All solitude are equal, but some solitude are more solitary than others. The loneliness of Robinson Crusoe is not quite the same as the solitude of Henry Thoreau. I would define the latter as a controlled solitude in which one lives kind of divorced from society knowing that this status can be interrupted at any time if desired.
Thoreau did not invented this lifestyle but he was one of the most famous practitioner of it. All in all he lived alone over two years in a small cabin near the shore of the Walden Pond in Concord, MA. Here he enjoyed the feeling of solitude living on $28 per year (in 1845; it is equivalent in purchasing power to about $900 in current dollars) and growing crops to feed himself.

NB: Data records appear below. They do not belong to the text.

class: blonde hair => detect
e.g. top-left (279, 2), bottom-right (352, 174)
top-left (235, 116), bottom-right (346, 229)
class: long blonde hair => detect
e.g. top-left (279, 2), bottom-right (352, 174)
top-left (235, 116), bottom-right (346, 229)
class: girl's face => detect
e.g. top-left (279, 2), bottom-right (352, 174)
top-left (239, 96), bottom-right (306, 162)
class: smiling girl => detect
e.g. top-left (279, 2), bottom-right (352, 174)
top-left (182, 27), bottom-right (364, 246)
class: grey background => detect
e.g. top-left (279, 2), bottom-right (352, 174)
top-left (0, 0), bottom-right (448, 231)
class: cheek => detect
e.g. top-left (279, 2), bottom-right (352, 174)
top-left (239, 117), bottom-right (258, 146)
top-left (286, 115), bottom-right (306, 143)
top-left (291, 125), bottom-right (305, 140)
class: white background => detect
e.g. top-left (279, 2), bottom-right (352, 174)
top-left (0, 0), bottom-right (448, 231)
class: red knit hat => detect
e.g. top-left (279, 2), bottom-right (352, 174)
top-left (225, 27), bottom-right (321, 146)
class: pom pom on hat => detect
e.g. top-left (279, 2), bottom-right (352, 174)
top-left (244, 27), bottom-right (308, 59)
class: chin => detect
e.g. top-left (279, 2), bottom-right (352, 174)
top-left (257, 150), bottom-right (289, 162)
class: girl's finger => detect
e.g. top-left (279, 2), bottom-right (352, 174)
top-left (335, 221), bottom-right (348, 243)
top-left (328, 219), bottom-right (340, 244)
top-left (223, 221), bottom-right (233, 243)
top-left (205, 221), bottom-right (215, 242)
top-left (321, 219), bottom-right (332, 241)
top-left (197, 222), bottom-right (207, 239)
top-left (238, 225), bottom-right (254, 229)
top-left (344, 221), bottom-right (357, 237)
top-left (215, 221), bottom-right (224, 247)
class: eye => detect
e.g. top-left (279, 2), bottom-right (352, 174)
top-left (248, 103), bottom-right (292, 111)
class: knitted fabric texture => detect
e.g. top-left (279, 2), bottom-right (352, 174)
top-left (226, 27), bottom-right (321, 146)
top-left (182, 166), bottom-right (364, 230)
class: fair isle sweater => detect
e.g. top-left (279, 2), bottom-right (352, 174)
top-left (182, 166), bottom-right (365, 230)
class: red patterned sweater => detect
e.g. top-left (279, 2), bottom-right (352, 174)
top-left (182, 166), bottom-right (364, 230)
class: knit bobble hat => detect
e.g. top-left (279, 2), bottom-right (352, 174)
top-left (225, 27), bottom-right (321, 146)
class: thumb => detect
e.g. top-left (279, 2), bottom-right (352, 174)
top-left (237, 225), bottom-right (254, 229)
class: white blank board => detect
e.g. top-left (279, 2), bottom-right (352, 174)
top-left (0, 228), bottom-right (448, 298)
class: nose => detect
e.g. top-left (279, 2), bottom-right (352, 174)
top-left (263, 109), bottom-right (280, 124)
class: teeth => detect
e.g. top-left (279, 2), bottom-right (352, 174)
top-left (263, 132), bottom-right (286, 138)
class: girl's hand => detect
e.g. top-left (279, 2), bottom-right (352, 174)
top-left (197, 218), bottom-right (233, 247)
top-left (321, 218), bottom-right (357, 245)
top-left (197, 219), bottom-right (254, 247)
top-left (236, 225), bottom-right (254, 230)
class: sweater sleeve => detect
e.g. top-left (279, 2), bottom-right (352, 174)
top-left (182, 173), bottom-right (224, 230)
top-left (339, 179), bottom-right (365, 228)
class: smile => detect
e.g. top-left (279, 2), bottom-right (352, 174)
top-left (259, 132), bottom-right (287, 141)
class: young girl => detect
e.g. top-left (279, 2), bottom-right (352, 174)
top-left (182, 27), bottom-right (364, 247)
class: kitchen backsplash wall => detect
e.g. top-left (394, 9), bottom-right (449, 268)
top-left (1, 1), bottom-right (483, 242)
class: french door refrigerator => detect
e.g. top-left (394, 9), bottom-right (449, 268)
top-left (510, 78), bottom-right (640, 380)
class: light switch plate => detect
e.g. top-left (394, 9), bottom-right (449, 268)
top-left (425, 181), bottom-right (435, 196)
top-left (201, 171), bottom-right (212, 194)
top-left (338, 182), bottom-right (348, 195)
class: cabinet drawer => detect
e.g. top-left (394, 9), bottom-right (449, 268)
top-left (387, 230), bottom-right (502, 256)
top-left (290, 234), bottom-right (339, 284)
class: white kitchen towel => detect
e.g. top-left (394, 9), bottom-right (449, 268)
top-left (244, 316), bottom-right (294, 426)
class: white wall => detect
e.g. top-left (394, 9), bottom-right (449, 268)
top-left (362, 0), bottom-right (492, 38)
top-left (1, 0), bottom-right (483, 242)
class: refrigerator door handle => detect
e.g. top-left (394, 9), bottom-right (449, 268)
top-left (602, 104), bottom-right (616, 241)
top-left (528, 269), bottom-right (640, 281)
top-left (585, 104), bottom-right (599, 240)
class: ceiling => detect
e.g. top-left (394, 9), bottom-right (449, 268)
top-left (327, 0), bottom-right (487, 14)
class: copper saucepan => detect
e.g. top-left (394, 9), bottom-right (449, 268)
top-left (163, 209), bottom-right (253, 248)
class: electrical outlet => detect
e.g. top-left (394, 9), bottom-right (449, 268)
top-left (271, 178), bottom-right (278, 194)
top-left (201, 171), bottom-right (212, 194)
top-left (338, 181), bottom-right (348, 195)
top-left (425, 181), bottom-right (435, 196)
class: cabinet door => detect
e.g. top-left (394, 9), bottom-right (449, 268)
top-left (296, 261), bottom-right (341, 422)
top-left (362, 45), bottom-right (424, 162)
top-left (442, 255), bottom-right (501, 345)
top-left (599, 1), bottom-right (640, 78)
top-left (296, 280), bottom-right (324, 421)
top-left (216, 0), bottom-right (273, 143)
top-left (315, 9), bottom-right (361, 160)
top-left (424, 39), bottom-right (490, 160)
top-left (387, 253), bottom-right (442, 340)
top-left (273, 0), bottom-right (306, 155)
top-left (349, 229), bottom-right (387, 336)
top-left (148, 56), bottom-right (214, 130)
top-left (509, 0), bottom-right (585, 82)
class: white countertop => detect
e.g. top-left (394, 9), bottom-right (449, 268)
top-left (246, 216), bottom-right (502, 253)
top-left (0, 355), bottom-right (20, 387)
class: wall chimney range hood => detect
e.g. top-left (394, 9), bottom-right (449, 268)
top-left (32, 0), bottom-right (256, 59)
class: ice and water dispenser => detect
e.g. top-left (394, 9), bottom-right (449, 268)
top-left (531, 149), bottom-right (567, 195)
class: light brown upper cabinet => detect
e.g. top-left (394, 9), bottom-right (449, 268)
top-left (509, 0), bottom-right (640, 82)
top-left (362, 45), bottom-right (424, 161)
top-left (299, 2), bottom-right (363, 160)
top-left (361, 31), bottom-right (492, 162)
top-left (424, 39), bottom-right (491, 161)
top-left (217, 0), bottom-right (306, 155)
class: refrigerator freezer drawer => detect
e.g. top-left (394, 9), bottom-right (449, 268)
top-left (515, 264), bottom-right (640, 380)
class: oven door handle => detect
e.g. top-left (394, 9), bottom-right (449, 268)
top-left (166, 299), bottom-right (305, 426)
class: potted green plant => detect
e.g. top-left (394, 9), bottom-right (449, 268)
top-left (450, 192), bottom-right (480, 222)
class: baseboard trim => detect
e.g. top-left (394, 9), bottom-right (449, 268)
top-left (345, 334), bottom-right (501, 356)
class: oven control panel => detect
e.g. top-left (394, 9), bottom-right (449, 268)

On the other hand, in all honesty the wildness of his life was slightly overstated taking into account that the distance from his cabin to the closest house was just a mile and he visited friends and family several times a week as well as had sometimes up to 30 visitors in Walden. And his Mom helped him out with laundry and food over these two years. Still it’s quite an achievement for a modern Western man.
As for myself, I also consider the solitude a very valuable part of my life but I prefer to enjoy it similarly but conversely – to live in a comfortable house and drive a mile to the Lake Luxembourg shores for my daily portion of solitude.
Its shores are extremely beautiful and completely emptied this time of the year.
Unoccupied garden benches stay here and there as reminders of a cheerful summertime.
Corn is still drying in the well manicured field.
Occasionally one can come across a lonely fisherman,
a solitary hunting heron,
a family of ducks that can’t stand each other anymore,
or a dreaming cormorant.
To finish on a lighter note, not only introverts enjoy the lake in the fall - this company of extravert turtles, herons, and egrets was photographed at the lake in early September.